Looking to build and deploy a real-world RAG application? Welcome!

This repo provides a base skeleton for building a (RAG)-enhanced LLM application. It is intended to serve as a starting point for developers looking to build real-world production RAG applications.

This allows easy setup of a web application that allows you to input large amounts of custom data for use with your LLM, operated via a web API.

What's Included

The project allows you to:

  1. Locally deploy (via Docker) a vector database.
  2. Locally deploy an API to add/remove custom textual data from the vector DB.
  3. Instructions on how to deploy to AWS.
  4. An API to send chat messages to the LLM, which can be used to ask questions about the custom data.

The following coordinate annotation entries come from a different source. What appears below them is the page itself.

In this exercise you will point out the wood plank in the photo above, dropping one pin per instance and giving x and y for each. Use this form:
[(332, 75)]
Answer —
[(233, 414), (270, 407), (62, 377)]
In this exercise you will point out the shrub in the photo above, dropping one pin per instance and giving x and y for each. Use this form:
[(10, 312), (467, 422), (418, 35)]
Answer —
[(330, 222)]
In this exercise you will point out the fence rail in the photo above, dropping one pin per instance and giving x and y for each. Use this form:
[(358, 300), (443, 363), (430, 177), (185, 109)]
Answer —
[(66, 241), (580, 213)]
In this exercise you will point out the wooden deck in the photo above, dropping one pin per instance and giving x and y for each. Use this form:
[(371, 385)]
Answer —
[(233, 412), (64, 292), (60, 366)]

It can "look up" data from the vector DB for use as part of the response.
  5. Chat history is stored in a local Postgres, and is also accesable via the API.
  6. The API supports streaming of the response from the LLM.

This repo is built by Hipposys Ltd., and serves as a starting off point for new RAG projects for our clients. It is open sourced both for educational purposes, and to serve as a base for commercial projects.

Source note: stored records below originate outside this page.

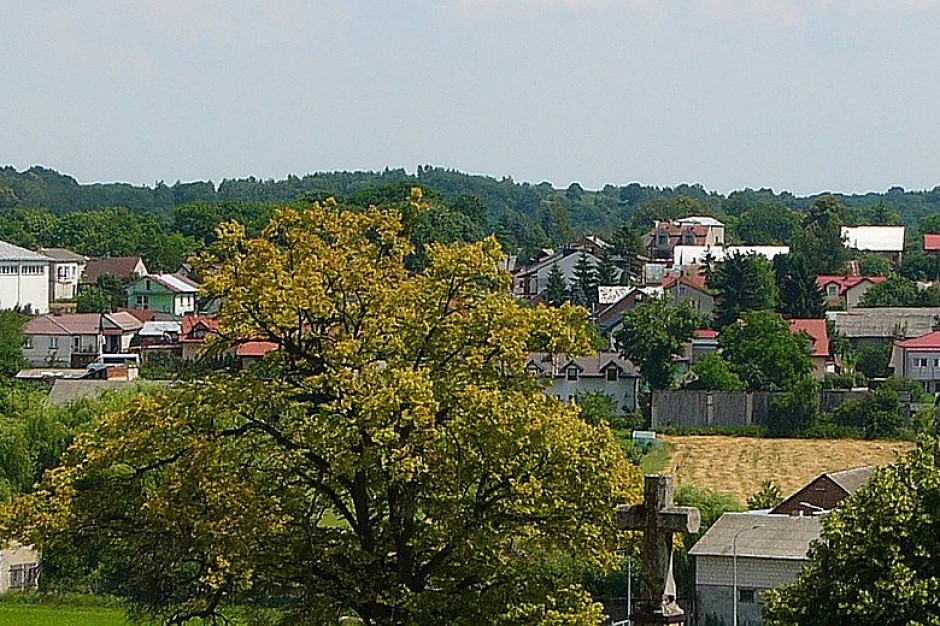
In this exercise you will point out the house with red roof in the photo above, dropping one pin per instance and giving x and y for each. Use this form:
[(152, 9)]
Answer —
[(846, 291), (689, 289), (819, 334), (918, 359)]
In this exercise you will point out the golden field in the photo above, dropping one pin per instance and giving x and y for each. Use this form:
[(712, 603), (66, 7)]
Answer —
[(738, 465)]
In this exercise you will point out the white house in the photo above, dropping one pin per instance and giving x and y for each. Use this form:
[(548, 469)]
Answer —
[(64, 274), (605, 372), (24, 278), (762, 551)]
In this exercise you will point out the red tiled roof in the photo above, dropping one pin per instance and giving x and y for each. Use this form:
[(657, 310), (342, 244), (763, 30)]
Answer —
[(924, 342), (847, 282), (817, 330), (255, 348)]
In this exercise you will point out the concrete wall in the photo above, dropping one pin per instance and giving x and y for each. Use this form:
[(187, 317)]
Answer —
[(710, 408), (21, 289)]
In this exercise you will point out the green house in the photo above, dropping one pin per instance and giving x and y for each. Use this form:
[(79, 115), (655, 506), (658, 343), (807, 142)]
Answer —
[(166, 293)]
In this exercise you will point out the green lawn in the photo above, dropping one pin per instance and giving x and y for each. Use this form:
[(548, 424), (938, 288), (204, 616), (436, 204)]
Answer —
[(15, 614)]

The current skeleton supports Amazon Bedrock or OpenAI as the LLM provider, and Milvus or Chroma as the vector database. Additional LLM providers and vector databases are planned to be added in the near future.

Features

  • Web Server providing endpoints for:
    • Adding and removing custom data.
    • Sending and receiving chat messages.
      • This supports streaming of the response from the LLM.
  • Using Amazon Bedrock or OpenAI as an LLM provider.
  • Milvus and Chroma Vector database integrations.
  • Built on top of Langchain.
  • Chat history is stored in a local Postgres, and is also accesable via the API.

Prerequisites

Currently, you must have an Amazon Bedrock or OpenAI account to use this project.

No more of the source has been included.